Here’s the thing about crowdsourced security testing – it’s brilliant for finding edge cases that automated tools miss, but it can be slow and expensive. Meanwhile, automated tools are great for catching low-hanging fruit quickly but often miss complex vulnerabilities. So what happens when you combine them? Basically, Bugcrowd is betting that Mayhem’s continuous automated testing can handle the routine stuff while their human researchers focus on the really tricky security holes.

But can automation really replace human creativity in finding vulnerabilities? That’s the billion-dollar question. Mayhem’s approach uses AI to simulate attacks and find weaknesses automatically, which sounds great in theory. The challenge is that sophisticated attackers are constantly evolving their techniques, and automated systems sometimes struggle to keep up with novel attack vectors.

The funding backstory

Mayhem Security’s $36 million in funding history tells you something important – this isn’t some lightweight startup. They’ve been around since 2012, back when they were called ForAllSecure, and that Series B round in 2022 from heavy hitters like New Enterprise Associates and Koch Disruptive Technologies suggests investors saw real potential in their technology. Now they’re getting acquired rather than raising another round, which makes you wonder about the market for standalone automated security testing tools.

Look, the security testing space is getting crowded, and companies are looking for platforms that can do everything. Bugcrowd’s been on a bit of an acquisition spree lately – they picked up Informer last year for attack surface management, and now they’re adding automated testing. They’re basically building a one-stop shop for security testing, and that’s probably where the market’s heading.
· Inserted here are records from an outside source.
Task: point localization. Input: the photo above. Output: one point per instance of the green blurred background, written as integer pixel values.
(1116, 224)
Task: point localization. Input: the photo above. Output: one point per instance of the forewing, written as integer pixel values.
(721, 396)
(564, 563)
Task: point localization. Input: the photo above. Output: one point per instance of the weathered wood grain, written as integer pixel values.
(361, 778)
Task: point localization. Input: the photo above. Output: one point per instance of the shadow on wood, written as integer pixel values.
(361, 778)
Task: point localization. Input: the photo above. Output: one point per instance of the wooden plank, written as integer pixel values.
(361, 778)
What this actually means for security teams

For security teams drowning in vulnerability reports, this could be a game-changer. Imagine having automated tools constantly scanning your APIs and code while human experts handle the complex stuff. The promise is faster vulnerability remediation without breaking the bank. But there’s always a trade-off – more automation means you’re trusting machines to find security holes, and we’ve all seen how that can go wrong.
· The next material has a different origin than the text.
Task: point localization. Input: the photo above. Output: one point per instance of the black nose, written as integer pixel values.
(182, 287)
The real test will be how well Bugcrowd integrates Mayhem’s technology with their existing platform. Acquisitions in tech often look great on paper but stumble during integration. If they can actually deliver on that “adaptive security platform” promise, it could change how companies approach application security. But that’s a big if – we’ve heard similar promises before, and the security industry is littered with acquisitions that never quite lived up to the hype.